Данте в русской культуре | страница 90
Герцен-публицист был особенно неравнодушен к инфернальным сценам „Комедии“. В известной степени эта восприимчивость к первой части поэмы стимулировалась разоблачительными целями его вольной журналистики. Гораздо шире интерес к „Божественной комедии“ у Герцена-художника, хотя и у него предпочтение отдано „Inferno“. Вместе с тем эмоциональное звучание дантовских реминисценций в зрелых художественных произведениях разнообразней и не всегда следует за оригиналом. Например, комментируя свой рассказ о Давиде Уркхарте (Уркуарде), который сел в лужу, когда пытался скомпрометировать героя итальянского освобождения Джузеппе Маццини, Герцен замечает: „Уркуард, как дантовская Франческа, не продолжал больше своего чтения в этот день“ [XI, 159]. Трагическая тема Паоло и Франчески [Ад, V, 138] снижается им в „Былом и думах“, чтобы иронией уничтожить незадачливого деятеля. Подобный прием Герцен использует и в романе „Кто виноват?“, повествуя о том, „до какой степени опасно и вредно для молодого человека читать молодой девице что-нибудь, кроме курса чистой математики…“ [IV, 51]. Здесь иронические оттенки значительно мягче, но в контексте реалистического описания, в котором подробно даются реалии обыденного мира, упоминание о Франческе да Римини своего рода намек на экзальтированность молодых героев; да и весь эпизод чтения Жуковского Любонькой и Дмитрием Круциферским не что иное, как ироническая калька с рассказа о влюбленных в пятой песне „Ада“.
Порой Герцен использует дантовские образы для того, чтобы придать какому-либо обобщению наглядно-зримый, конкретно-чувственный характер. „Эмигранты-шпионы, – пишет он, – шпионы в квадрате… Ими оканчивается порок и разврат; дальше, как за Люцифером у Данта, ничего нет, – там уж опять пойдет вверх“ [XI, 198]. Бывает, что писатель завершает пространное описание вольным цитированием „Комедии“, обнажая тем самым концентрированный смысл изображения. Так, свой рассказ о приживалке Элизе Августовне, которую, видимо, редко посещала мысль о человеческом достоинстве, Герцен заключает словами: „Чужие лестницы были для нее не круты, чужой хлеб не горек“.

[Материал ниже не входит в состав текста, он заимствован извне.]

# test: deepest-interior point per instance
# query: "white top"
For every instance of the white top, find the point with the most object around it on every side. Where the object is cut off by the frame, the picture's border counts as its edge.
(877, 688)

Эти, как и другие дантовские мотивы в художественной прозе писателя, созвучны, по преимуществу, ее публицистическому пафосу. Не случайно чаще всего они встречаются в авторских отступлениях, оценочных комментариях повествователя. В то же время художник и мыслитель жили в Герцене одной жизнью. Именно поэтому одним и тем же образам „Комедии“ находилось дело и в философско-политических статьях, и в художественных произведениях. Наиболее часто повторяющиеся в них были связаны в сознании Герцена с его изгнанническим жребием и судьбой России. Per me si va nella citta dolente – вынужден был не единожды сказать о себе он. Nuovi tormenti е nuovi tormentati – в гневе и горечи свидетельствовал Герцен. Lasciate ogni speranza, voi ch'entrate – это предупреждение вновь и вновь рождало смятение в его сердце, нигде не заслоненном от bufera infernale русской жизни. Разбуженный декабристами, Герцен считал проклятием для себя и своего поколения „исчезнуть как дым в воздухе, как пена на воде“. Данте не только был одним из самых дорогих ему поэтов, но и его Вергилием, чья тень половину жизни вела по кручам трагических потерь, обретений и разочарований, борьбы и надежд. Он навсегда запомнил тот вятский день, когда в „живых картинах“ исполнил роль Данте [XXI, 137], а потом, почти через тридцать лет, с тем же юношеским благоговением перед флорентийским поэтом, простодушно досадовал, что его дочь не имеет туалета, в котором она могла бы принять участие в 600-летнем юбилее Данте [XXVIII, 74]. Сюжет „Данте и Герцен“ – не столько литературный, сколько антропологический, „с кровью и мясом“, как сказал бы сам автор.